Lucy attended the 2013 UMD Teen Enterprise camp in Virginia, Minn., an event for students age 14-18 aimed at teaching them how to be a successful entrepreneur. The program is run through the UMD Center for Economic Development.
For some participants, the lessons from the camp are for future career plans, but for others, like Lucy, these lessons are put to use right away.
"With my photography business, I had been struggling a bit with the ‘business’ aspect: time, money, expansion, things like that. Just managing all of this was pretty new to me," she said. "The camp showed me that I definitely needed to change how I managed my time. Before, I was a bit lazy when it came to setting up the shoots, editing the photos and upkeep with the website."
Camp participants conducted market research, found information on big companies like Coca-Cola, and then shared their findings with the group.
According to Sandi Larson, creator and program director of UMD Teen Enterprise, the presentation aspect is repeated throughout the week.
"Employers are looking for soft skills — being able to communicate, team work, being able to present well," she said. "This program is about entrepreneurship, but it’s also about developing those soft skills."
Larson came up with the idea for UMD Teen Enterprise after a discussion with the U.S. Small Business Administration and Minnesota Small Business Development Center’s network about focusing on programs for veterans and youth entrepreneurship.
"When we talked about that being a priority for the SBA/SBDC," she said, "the youth entrepreneurship idea really resonated with me."
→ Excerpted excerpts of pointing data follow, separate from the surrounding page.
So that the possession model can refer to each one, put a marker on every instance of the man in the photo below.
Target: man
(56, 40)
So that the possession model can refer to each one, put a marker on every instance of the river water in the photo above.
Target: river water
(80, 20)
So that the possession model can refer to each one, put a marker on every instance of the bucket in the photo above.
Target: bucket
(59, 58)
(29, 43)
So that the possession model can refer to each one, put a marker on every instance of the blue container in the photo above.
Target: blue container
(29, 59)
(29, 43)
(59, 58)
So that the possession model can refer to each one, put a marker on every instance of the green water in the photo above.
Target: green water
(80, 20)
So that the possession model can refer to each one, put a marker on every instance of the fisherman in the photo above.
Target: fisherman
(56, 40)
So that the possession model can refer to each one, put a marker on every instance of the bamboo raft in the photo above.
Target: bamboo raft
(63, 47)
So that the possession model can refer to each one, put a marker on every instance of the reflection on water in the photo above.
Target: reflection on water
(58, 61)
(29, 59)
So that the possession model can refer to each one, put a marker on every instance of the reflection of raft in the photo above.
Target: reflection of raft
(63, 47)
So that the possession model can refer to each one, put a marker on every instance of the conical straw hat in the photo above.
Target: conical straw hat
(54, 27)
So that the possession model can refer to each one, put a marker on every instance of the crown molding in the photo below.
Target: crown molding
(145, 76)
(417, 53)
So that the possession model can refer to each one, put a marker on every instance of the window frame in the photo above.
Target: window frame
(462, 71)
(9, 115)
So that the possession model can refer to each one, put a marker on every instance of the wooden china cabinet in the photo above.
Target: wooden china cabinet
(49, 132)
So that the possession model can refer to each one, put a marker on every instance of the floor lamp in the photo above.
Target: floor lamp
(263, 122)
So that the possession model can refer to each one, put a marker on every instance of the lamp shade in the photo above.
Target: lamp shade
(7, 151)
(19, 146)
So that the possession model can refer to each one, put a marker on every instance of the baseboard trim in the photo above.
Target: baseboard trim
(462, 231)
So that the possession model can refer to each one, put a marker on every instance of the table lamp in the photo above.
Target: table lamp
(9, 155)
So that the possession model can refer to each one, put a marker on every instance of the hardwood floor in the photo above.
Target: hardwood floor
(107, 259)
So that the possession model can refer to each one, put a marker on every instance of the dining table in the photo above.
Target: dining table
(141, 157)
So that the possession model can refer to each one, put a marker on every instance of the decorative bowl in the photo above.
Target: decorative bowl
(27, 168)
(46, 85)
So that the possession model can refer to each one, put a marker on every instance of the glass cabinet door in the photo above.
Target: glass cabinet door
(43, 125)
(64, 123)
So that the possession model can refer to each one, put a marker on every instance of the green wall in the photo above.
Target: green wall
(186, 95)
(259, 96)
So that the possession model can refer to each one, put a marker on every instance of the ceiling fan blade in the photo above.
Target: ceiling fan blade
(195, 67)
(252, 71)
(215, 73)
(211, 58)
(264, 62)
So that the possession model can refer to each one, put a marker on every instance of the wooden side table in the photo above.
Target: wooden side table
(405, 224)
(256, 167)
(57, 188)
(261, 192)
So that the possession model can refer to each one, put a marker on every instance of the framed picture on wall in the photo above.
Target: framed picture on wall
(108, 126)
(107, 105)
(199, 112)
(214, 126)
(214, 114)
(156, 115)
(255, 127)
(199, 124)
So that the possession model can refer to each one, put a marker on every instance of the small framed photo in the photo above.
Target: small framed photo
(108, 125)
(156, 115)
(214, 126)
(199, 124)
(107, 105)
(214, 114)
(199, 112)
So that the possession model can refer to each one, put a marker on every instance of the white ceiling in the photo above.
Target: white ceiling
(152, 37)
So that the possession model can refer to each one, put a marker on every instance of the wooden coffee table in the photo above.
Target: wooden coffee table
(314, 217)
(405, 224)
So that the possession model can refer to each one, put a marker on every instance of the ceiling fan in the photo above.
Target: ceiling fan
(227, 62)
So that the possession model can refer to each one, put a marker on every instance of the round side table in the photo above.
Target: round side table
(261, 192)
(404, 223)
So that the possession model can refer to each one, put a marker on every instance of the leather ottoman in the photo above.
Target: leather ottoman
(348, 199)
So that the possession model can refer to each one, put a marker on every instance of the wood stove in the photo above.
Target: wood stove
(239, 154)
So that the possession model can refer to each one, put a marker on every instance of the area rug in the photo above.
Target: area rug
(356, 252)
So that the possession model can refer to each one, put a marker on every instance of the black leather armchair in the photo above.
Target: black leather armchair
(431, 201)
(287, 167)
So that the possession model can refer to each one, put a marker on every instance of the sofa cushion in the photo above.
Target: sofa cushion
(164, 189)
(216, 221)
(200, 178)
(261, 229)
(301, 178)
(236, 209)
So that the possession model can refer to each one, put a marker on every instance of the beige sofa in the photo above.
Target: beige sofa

At the time, Larson’s entrepreneurial-minded son was in junior high and creating a program for youth like him appealed to her. While developing the camp, she used her son as a resource to figure out what the camp should look like.
"I bounced a lot of ideas off him and he really liked the idea of learning how to think through the business process, how to take your own idea and put it into action," she said.
According to Larson, the participants build on a business plan every day throughout the camp, getting "big picture" lessons and relating it back to their idea. Then, at the end of the week, everything is put together in a business presentation for participants, staff, parents, and whomever the students want to invite.
And while those communication skills are important to hone, Lucy found another unique experience offered by UMD Teen Enterprise to be both her favorite, and the most helpful.
"We visited numerous small businesses and got to question them about their start up struggles, and how they got the leg-up on the competition," she said. "It gave us a chance to be really engaged, and to learn from the personal experience of the owners about the challenges we can expect to face in the future."
Nicole Wrazidlo, a UMD freshman who attended the first Teen Enterprise camp in 2012, agrees that visiting businesses around town was both enjoyable and helpful. But, for Wrazidlo the most beneficial time was that spent in the classroom.
The camp welcomed a variety of business owners from around Duluth who shared their story. One example was the owner of Frost River, a business specialized in making and selling a variety of outdoor packs.
"The owner came in and shared his products, his marketing strategy, how he got started," she said. "It was fun to hear from people who made it."
Success stories like these gave the participants in UMD Teen Enterprise hope about the future, while understanding that the path to success is far from smooth.
Conveying the reality of entrepreneurship is an important part of the camp, but it’s all part of the overall mission — teaching young people how to be successful in the world of business.
Both Lucy and Wrazidlo agree that young people who want to become entrepreneurs should attend the CED Teen Enterprise camp. However, according to Larson, this field casts its net much wider than one might think.
"We’ve heard that people coming into the workforce now are going to have at least seven different careers in their lifetime and one of those will be entrepreneurship," she said. "We’re showing young people what it takes because there’s a good chance that they will be an entrepreneur at some point in their lives."